CONAKRY-Une plainte vient d’être annoncée contre l’actuel directeur général de la caisse nationale de sécurité sociale (CNSS) suite à sa dernière sortie au siège du RPG où il a annoncé avoir recruté 3000 jeunes pour la défense de son institution. Malick Sankhon est dans le collimateur d’Ousmane Gaoual Diallo, député de l’opposition.

Dans un entretien exclusif accordé à notre rédaction ce lundi 16 octobre, le conseiller politique de Cellou Dalein Diallo, a déclaré que les propos tenus par M. Sankhon ne resteront pas sans conséquences judicaires.

« Je rentre en Guinée demain, et dès mon arrivée, je déposerais une plainte contre Malick Sanhon et je vais me constituer partie civile pour cela », a annoncé l’élu uninominal de l’UFDG dans la circonscription de Gaoual.

Il considère que ce n’est pas normal dans un pays, quelqu’un revendique et assume avoir recruté les chevaliers de la République qui, selon Ousmane Gaoual, ont causé des dégâts humains importants dans les rangs de l’opposition. « Ils ont assassiné des gens, ils ont blessé et handicapé d’autres à vie.
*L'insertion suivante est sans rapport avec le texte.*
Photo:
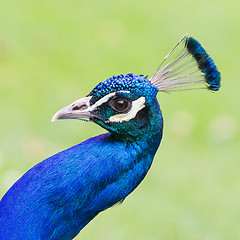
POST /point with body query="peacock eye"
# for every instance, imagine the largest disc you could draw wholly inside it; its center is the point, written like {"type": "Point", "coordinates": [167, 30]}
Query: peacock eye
{"type": "Point", "coordinates": [120, 105]}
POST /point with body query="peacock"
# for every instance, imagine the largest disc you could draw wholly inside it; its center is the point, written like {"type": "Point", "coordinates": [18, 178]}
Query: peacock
{"type": "Point", "coordinates": [60, 195]}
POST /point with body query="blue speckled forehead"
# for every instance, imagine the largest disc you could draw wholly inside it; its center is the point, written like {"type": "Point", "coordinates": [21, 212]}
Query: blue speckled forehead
{"type": "Point", "coordinates": [136, 84]}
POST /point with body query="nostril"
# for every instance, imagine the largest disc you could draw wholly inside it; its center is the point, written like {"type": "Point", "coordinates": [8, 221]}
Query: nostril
{"type": "Point", "coordinates": [82, 107]}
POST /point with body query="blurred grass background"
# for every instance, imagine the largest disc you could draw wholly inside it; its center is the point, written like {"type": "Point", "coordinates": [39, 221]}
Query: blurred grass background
{"type": "Point", "coordinates": [54, 52]}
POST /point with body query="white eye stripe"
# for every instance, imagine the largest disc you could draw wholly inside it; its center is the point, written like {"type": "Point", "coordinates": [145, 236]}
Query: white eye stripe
{"type": "Point", "coordinates": [104, 99]}
{"type": "Point", "coordinates": [137, 105]}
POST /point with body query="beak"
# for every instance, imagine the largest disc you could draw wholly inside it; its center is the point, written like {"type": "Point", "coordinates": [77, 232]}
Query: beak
{"type": "Point", "coordinates": [80, 109]}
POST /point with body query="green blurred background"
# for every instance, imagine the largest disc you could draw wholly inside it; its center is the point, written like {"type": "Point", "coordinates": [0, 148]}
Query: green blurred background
{"type": "Point", "coordinates": [53, 52]}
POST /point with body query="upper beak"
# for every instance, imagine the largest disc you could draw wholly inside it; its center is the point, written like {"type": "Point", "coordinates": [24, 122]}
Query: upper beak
{"type": "Point", "coordinates": [78, 110]}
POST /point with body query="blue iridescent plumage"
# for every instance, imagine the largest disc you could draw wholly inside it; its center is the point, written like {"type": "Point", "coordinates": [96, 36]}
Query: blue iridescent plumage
{"type": "Point", "coordinates": [205, 63]}
{"type": "Point", "coordinates": [60, 195]}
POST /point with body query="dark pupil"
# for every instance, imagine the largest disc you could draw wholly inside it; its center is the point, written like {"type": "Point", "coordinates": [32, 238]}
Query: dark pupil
{"type": "Point", "coordinates": [121, 105]}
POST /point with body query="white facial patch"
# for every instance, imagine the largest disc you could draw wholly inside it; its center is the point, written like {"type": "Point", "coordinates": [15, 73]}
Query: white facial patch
{"type": "Point", "coordinates": [137, 105]}
{"type": "Point", "coordinates": [103, 100]}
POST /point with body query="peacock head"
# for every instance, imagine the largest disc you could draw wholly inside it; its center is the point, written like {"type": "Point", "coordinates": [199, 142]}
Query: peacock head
{"type": "Point", "coordinates": [126, 105]}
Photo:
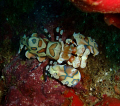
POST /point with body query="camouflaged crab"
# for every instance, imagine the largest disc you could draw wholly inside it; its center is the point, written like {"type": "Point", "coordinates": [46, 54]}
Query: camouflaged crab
{"type": "Point", "coordinates": [73, 53]}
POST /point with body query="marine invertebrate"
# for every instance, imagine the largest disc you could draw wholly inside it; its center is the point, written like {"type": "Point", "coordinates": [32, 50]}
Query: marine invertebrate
{"type": "Point", "coordinates": [73, 53]}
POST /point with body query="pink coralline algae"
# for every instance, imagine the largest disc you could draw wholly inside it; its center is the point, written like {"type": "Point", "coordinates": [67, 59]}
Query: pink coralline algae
{"type": "Point", "coordinates": [29, 88]}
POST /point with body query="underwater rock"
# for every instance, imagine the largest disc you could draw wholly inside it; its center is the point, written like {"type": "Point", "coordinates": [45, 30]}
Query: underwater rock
{"type": "Point", "coordinates": [29, 88]}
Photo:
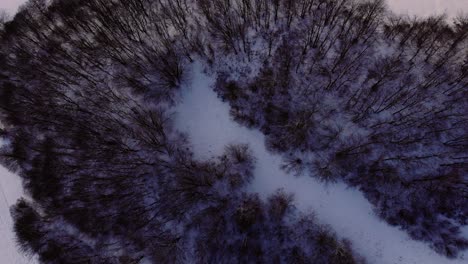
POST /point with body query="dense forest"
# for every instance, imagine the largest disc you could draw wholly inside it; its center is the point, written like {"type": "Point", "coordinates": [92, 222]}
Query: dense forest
{"type": "Point", "coordinates": [344, 90]}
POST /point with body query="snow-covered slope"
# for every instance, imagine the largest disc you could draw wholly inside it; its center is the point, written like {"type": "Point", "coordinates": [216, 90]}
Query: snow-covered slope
{"type": "Point", "coordinates": [206, 120]}
{"type": "Point", "coordinates": [10, 191]}
{"type": "Point", "coordinates": [428, 7]}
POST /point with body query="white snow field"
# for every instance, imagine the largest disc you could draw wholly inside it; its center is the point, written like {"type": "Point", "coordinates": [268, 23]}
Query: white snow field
{"type": "Point", "coordinates": [11, 6]}
{"type": "Point", "coordinates": [10, 191]}
{"type": "Point", "coordinates": [206, 120]}
{"type": "Point", "coordinates": [428, 7]}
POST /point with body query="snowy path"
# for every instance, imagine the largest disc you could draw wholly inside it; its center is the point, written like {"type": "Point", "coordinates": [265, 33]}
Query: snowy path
{"type": "Point", "coordinates": [206, 120]}
{"type": "Point", "coordinates": [10, 191]}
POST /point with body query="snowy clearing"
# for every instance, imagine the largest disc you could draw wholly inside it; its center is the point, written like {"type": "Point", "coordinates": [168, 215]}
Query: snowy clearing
{"type": "Point", "coordinates": [205, 118]}
{"type": "Point", "coordinates": [11, 190]}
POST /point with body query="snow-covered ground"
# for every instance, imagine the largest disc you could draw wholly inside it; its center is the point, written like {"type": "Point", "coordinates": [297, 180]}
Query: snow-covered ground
{"type": "Point", "coordinates": [11, 6]}
{"type": "Point", "coordinates": [205, 118]}
{"type": "Point", "coordinates": [10, 191]}
{"type": "Point", "coordinates": [428, 7]}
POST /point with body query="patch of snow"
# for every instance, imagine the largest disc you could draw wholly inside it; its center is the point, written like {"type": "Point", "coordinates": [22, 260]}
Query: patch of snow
{"type": "Point", "coordinates": [11, 6]}
{"type": "Point", "coordinates": [10, 191]}
{"type": "Point", "coordinates": [428, 7]}
{"type": "Point", "coordinates": [206, 120]}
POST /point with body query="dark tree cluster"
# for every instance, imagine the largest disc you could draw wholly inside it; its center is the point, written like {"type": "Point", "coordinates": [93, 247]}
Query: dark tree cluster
{"type": "Point", "coordinates": [345, 90]}
{"type": "Point", "coordinates": [85, 89]}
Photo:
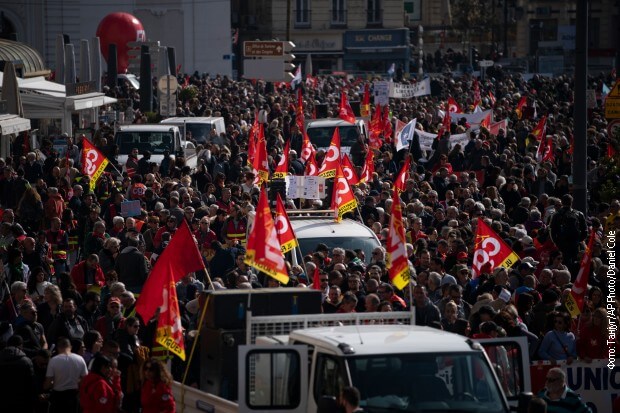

Que Malick Sankhon assume la paternité de cette organisation c’est un problème », martèle-t-il.

Le Directeur de la caisse nationale de sécurité sociale (CNSS) a annoncé samedi dernier au siège du RPG, la constitution d'une milice de jeunes pour défendre son institution. « Je prends à témoignage le parti : quiconque désormais s’amusera à venir à la Caisse pour troubler la quiétude des travailleurs, c’est moi qui le dis, je vous jure, tu ne sortiras par indemne. Qui que tu sois. Depuis hier (vendredi) j’ai reconstitué 2500 à 3000 jeunes dans Conakry. Quiconque s’amuse à nous provoquer, je vous jure, on lui marchera dessus", a menacé Malick Sankhon. Des propos qui révoltent Ousmane Gaoual Diallo.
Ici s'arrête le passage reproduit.